Ça vous parle, ces critères d'éligibilité ?

Ce que la greffe permet (et ne permet pas)

La greffe capillaire est une solution efficace et durable pour certaines formes de calvitie, mais elle a des limites qu'il faut connaître avant de se lancer.

Ce qu'elle permet :

  • Restaurer une ligne frontale naturelle et harmonieuse.
  • Densifier le sommet du crâne (tonsure) avec un résultat durable.
  • Corriger des cicatrices (brûlures, accidents, anciennes interventions) sous certaines conditions.
  • Améliorer la confiance en soi pour les patients complexés par leur calvitie.

Ce qu'elle ne permet pas :

  • Retrouver la densité d'une chevelure de jeune adulte : même avec 50 greffons/cm², la densité reste inférieure à celle d'une chevelure naturelle à 20 ans.
  • Stopper la chute des cheveux natifs : sans traitement d'accompagnement (minoxidil, finastéride), la calvitie peut continuer à progresser autour des zones greffées.
  • Couvrir une calvitie très étendue avec une seule séance si la zone donneuse est limitée.
  • Garantir un résultat parfait du premier coup : des retouches sont parfois nécessaires (10-15 % des cas).

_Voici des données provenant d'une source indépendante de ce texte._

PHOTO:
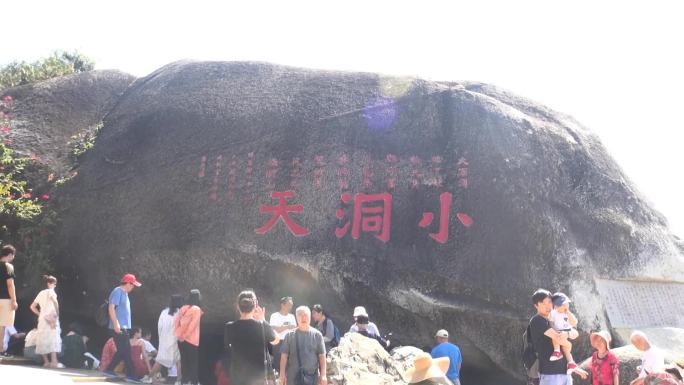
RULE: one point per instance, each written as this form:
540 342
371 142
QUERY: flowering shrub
16 199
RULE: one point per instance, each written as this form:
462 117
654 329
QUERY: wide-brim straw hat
425 367
604 335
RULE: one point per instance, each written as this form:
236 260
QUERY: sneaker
109 374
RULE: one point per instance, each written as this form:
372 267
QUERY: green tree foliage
60 63
15 199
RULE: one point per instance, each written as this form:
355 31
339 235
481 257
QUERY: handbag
269 373
303 377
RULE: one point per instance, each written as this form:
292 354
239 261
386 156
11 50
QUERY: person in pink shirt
187 324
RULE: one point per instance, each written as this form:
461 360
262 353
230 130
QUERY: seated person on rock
360 311
652 359
74 350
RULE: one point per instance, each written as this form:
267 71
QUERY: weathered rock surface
47 114
359 361
189 155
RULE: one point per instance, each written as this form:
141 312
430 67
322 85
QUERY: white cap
360 311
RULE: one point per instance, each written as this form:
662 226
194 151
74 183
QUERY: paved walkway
30 375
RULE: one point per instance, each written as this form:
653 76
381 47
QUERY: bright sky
617 66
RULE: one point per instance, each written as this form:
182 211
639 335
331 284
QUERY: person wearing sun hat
427 370
120 324
604 365
360 311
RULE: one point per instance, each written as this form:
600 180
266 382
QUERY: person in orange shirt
187 325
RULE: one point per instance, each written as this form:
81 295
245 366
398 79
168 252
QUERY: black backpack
529 355
336 332
102 315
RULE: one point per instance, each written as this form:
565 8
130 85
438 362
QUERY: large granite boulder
359 360
433 204
47 115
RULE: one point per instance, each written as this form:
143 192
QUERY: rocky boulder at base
433 204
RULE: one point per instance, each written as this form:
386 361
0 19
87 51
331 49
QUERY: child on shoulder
563 321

Un ordre de marche raisonnable

Si vous envisagez une greffe dans le Puy-de-Dôme, voici les étapes à suivre pour maximiser vos chances de succès :

  1. Stabilisez votre calvitie : consultez un dermatologue à Clermont-Ferrand, Riom ou Issoire pour un diagnostic précis. Si votre alopécie est encore active, un traitement médical (finastéride, minoxidil) peut être proposé avant d'envisager la greffe.

  2. Renseignez-vous : lisez des forums spécialisés (Hair Restoration Network), consultez les sites des cliniques locales, et méfiez-vous des publicités trop alléchantes.

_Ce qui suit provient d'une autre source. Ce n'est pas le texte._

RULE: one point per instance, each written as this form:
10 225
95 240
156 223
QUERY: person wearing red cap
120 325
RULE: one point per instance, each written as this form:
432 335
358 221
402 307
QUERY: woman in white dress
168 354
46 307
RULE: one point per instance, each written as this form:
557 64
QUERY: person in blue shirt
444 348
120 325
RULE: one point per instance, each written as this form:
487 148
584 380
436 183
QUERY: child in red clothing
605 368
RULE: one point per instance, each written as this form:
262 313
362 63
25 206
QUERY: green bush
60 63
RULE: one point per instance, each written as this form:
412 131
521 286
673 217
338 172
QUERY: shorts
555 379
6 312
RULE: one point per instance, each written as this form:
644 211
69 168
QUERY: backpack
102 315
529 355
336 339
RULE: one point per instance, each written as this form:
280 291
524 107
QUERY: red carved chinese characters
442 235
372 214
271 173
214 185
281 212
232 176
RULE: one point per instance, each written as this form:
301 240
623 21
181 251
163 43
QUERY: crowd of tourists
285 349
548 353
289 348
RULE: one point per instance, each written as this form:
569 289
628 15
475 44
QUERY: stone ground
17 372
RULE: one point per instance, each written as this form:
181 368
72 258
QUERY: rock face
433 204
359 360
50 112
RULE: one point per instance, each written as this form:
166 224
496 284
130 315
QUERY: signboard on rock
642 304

  3. Consultez plusieurs chirurgiens : au moins deux ou trois consultations (à Clermont-Ferrand ou dans les villes voisines comme Riom) pour comparer les approches, les tarifs, et le feeling avec le praticien.

  4. Vérifiez les certifications : assurez-vous que le chirurgien est bien inscrit à l'Ordre des Médecins et que la clinique respecte les normes d'hygiène (agrément ARS).

  5. Préparez-vous mentalement : une greffe est un investissement à long terme. Les résultats mettent 12 à 18 mois à se stabiliser.

  6. Planifiez le suivi : choisissez une clinique qui propose un suivi post-opératoire rigoureux, avec des contrôles à 3, 6 et 12 mois.

  7. Envisagez les alternatives : si votre calvitie est débutante ou votre budget limité, un traitement médical (finastéride + minoxidil) peut être une solution temporaire avant d'envisager la chirurgie.

Un dernier point : la question du remboursement

En France, la greffe de cheveux est considérée comme un acte de chirurgie esthétique et n'est pas remboursée par la Sécurité sociale, sauf dans de très rares cas (alopécie post-traumatique ou post-chirurgicale reconnue comme maladie). Certaines mutuelles proposent des forfaits "bien-être" qui peuvent prendre en charge une partie des frais (généralement 100 à 300 €). Renseignez-vous auprès de votre complémentaire santé.

Dans le Puy-de-Dôme, certaines cliniques proposent des facilités de paiement (échelonnement sans frais sur 6 à 12 mois), mais attention aux taux d'intérêt cachés. Comparez les offres et lisez bien les contrats.